AGL’s transition is inextricably linked to Australia’s. Forty-seven percent of Australia’s emissions come from electricity generation. This is mostly due to the system’s reliance on coal power – the combined share of black and brown coal in Australia’s electricity supply is 64.9%. AGL accounts for 20% of Australia’s electricity generation capacity and 8% of the country’s emissions.

In addition, according to Australia’s clean energy regulator, AGL’s Scope 1 emissions alone add up to 40.2 million tonnes, making it Australia’s largest emitter. AGL’s carbon footprint exceeds that of some of Australia’s other emissions-intensive companies like Woodside Petroleum, Chevron Australia and Origin Energy. AGL, in more ways than one, is the most critical piece of Australia’s decarbonisation puzzle.
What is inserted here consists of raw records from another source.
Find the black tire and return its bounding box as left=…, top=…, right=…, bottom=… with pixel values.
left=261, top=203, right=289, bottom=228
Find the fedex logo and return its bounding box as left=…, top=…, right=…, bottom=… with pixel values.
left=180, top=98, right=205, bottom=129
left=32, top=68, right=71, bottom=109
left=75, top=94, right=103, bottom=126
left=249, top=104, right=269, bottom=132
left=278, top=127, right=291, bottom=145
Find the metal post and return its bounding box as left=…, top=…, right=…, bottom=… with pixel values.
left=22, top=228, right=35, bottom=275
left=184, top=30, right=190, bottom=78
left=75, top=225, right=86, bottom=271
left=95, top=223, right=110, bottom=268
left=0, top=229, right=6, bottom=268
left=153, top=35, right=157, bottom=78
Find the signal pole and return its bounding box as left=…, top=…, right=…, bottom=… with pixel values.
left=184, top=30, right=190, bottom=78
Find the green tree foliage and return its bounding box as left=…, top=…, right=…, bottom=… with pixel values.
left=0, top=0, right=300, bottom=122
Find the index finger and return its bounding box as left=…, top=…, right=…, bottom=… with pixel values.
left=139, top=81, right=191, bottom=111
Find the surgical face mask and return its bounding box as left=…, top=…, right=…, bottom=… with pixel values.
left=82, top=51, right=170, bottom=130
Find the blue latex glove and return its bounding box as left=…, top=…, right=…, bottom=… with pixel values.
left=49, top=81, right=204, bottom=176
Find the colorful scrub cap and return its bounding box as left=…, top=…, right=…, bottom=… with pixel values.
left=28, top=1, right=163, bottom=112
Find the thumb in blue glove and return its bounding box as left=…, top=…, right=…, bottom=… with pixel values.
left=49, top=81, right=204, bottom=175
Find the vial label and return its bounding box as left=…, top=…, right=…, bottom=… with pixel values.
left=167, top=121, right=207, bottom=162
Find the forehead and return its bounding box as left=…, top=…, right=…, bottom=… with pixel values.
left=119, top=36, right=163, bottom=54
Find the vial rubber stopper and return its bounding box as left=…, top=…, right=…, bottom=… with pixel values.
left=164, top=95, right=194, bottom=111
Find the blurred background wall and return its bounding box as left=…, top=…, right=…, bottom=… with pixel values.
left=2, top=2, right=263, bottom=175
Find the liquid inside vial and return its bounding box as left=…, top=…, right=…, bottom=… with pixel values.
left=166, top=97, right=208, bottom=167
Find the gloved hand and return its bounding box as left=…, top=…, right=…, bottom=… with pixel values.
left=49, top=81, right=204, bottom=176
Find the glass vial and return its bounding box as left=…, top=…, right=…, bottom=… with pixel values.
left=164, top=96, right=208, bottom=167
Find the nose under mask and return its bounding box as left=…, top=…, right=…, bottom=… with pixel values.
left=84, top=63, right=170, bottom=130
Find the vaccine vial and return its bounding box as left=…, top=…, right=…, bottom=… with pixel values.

A climate-activist in his own right, Cannon-Brookes has had AGL in his sights for some time. Through his private investment company, Grok Ventures, he is AGL’s largest single shareholder and owns 11% of the company.

Not too long ago, Cannon-Brookes partnered with Canada’s Brookfield Asset Management to launch an $8bn 100% acquisition bid for AGL. The goal behind the takeover was to implement an audacious A$20bn plan to ensure that AGL’s power generation assets were aligned with the Paris Agreement goals. The plan was to put AGL on track to be net-zero by 2035, 15 years ahead of the company’s current ambition.

Cannon-Brookes is no stranger to climate activism and green industries. For example, he is backing a A$30bn project to export solar energy from Australia to Singapore. The “Australia-Asia Power Link” is trying to maintain Australia’s historical commercial ethos of exporting energy, but basing it not on the island’s extractives but on the fact that Australia has the world’s second-highest per-capita solar resources.

The end goal is to power 15% of Singapore’s electricity supply by renewable energy generated in Australia, transported through a 4,200 kilometre submarine cable. The scale of the project is matched only by the significance of its intention.

Contrary to his 2017 TED talk, where Cannon-Brookes outlined his experience with imposter syndrome, the Australian is anything but out of his depth when it comes to decarbonisation down under.